Anggota Komisi II DPR Fauzan Khalid menyoroti Pengawasan Lahan Sawah Dilindungi (LSD) oleh ATR/BPN Sukoharjo dalam kunjungan kerja spesifik ke Kantor ATR/BPN di Sukoharjo, Jawa Tengah pada Jumat (22/5/2026). Dalam kesempatan itu, ia menjelaskan bahwa Sukoharjo dinilai tidak menghadapi persoalan besar terkait LSD karena karakter wilayahnya yang bukan daerah pertanian utama.
“Kalau Sukoharjo kan memang bukan daerah pertanian ya, makanya dia dari sisi LSD-nya relatif tidak ada masalah Sukoharjo,” ujar Fauzan saat ditemui tim Parlemantaria.

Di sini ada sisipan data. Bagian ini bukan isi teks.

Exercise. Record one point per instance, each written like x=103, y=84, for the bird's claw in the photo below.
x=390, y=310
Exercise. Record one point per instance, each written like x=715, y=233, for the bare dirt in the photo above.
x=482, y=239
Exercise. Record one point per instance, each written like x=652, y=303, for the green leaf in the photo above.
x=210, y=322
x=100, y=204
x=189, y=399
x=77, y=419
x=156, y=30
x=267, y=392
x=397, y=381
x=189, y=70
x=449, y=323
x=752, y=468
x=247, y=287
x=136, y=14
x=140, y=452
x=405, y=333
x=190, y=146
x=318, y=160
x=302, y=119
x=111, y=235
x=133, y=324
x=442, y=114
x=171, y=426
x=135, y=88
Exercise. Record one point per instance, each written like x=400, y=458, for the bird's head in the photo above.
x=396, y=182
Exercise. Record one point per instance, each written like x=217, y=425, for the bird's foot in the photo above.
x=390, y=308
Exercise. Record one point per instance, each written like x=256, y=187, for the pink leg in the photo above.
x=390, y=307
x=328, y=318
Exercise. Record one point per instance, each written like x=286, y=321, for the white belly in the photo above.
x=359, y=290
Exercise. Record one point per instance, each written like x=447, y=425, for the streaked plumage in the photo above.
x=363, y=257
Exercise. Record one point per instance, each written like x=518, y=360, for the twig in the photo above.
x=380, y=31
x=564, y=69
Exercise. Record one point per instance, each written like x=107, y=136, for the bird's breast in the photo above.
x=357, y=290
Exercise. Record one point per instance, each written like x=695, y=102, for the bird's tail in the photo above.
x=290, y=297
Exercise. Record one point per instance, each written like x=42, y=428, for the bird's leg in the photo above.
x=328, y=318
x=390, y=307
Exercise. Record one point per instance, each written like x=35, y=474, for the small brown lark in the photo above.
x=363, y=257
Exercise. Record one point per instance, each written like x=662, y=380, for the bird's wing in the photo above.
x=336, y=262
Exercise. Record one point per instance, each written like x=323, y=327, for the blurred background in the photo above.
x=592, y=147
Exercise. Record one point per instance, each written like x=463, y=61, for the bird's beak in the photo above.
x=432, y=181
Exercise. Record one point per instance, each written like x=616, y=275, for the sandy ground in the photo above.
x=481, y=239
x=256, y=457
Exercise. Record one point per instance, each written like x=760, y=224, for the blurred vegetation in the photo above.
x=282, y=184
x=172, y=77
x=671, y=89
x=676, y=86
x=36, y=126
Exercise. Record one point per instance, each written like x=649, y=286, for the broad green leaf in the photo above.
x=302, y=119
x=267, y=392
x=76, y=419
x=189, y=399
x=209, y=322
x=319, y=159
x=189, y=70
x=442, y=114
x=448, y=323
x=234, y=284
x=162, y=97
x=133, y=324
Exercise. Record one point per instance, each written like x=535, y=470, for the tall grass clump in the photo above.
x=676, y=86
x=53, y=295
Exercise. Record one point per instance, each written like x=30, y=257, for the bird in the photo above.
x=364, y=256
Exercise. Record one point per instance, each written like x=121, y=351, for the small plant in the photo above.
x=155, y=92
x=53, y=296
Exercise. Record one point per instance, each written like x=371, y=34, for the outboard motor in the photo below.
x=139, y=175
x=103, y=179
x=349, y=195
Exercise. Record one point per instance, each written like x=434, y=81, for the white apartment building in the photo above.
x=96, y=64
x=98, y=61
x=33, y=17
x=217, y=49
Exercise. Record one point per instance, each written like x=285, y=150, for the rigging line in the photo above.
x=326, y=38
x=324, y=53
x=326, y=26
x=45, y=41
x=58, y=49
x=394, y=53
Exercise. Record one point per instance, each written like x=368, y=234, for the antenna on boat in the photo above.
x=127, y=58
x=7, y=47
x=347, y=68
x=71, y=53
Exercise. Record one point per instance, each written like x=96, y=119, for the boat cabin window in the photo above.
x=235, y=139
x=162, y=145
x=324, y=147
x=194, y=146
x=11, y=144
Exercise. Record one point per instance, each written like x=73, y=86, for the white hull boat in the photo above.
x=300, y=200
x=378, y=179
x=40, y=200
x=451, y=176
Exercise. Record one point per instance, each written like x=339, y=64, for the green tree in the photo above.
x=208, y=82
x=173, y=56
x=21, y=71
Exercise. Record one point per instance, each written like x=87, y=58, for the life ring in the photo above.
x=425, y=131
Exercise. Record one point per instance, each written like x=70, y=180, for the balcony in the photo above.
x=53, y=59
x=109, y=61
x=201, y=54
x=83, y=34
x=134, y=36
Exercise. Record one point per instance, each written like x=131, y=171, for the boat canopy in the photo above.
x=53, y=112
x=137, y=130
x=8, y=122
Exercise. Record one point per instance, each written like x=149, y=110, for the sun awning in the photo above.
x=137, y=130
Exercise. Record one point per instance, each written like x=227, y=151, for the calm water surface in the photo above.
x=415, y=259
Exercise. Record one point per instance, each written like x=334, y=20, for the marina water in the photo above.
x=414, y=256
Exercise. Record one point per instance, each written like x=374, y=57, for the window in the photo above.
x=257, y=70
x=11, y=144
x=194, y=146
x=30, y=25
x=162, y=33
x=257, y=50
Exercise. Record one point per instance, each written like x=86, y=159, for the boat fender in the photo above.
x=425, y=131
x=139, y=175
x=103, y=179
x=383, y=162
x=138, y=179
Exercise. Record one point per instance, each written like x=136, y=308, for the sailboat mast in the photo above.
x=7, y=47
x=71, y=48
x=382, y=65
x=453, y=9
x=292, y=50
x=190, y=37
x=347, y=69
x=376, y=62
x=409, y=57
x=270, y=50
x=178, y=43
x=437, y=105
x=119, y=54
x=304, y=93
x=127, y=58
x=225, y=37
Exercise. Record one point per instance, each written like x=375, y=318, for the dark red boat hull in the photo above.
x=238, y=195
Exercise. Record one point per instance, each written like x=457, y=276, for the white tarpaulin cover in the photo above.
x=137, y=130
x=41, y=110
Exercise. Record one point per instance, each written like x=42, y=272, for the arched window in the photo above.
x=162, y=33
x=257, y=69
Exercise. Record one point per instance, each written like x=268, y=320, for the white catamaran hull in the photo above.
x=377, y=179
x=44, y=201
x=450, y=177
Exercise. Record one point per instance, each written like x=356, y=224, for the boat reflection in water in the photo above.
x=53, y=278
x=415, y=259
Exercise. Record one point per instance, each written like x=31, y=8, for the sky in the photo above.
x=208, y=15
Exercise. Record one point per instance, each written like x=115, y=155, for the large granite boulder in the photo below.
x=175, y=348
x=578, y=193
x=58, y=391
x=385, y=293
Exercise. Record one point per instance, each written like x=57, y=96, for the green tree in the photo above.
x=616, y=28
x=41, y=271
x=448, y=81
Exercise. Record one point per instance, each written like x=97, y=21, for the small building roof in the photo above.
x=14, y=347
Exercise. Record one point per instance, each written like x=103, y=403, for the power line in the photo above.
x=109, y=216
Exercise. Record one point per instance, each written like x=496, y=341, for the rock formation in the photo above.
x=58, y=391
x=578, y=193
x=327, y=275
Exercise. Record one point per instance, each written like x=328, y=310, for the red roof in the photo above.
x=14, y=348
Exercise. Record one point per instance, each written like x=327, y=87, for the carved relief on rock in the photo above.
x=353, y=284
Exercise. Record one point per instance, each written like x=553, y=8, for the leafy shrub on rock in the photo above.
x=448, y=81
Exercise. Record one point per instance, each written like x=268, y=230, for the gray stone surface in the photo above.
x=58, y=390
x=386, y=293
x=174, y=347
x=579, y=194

Pernyataan tersebut menjadi perhatian karena kebijakan LSD selama ini kerap menimbulkan pertanyaan di masyarakat, terutama terkait pembatasan alih fungsi lahan untuk pembangunan perumahan, industri, hingga fasilitas publik.
Politisi Fraksi Partai NasDem itu menjelaskan, aturan yang berlaku saat ini mengharuskan mayoritas lahan di setiap kabupaten/kota tetap dipertahankan sebagai kawasan lindung atau lahan yang tidak boleh dialihfungsikan secara bebas.
“Aturan yang disepakati, aturan Menteri itu kan 87 persen dari lahan yang ada. Jadi dari keseluruhan lahan yang ada di suatu kabupaten/kota itu minimum 85 persen harus menjadi LSD, sehingga hanya sekitar 15 persen yang boleh digunakan untuk pembangunan,” jelasnya.
Kebijakan tersebut dinilai penting untuk menjaga keseimbangan tata ruang dan mencegah penyusutan lahan produktif secara masif.
Terkait pelayanan pertanahan yang diberikan oleh ATR/BPN Sukoharjo kepada masyarakat, ia menyimpulkan dari beberapa hasil kunjungan kerja yang dilakukan diberbagai daerah di Indonesia termasuk Kabupaten Sukoharjo permasalahan setiap ATR/BPN adalah terkait digitalisasi pertanahan dalam hal ini yaitu pengurusan sertifikat elektronik.
“Jadi rata-rata setiap kunjungan kita progres dari digitalisasi itu masih kurang 20% padahal digitalisasi itu sudah dimulai dari tahun 2022. Ini yang kita dorong BPN aktif mensosialisasikannya ke masyarakat, termasuk bekerjasama dengan Pemda," tambahnya.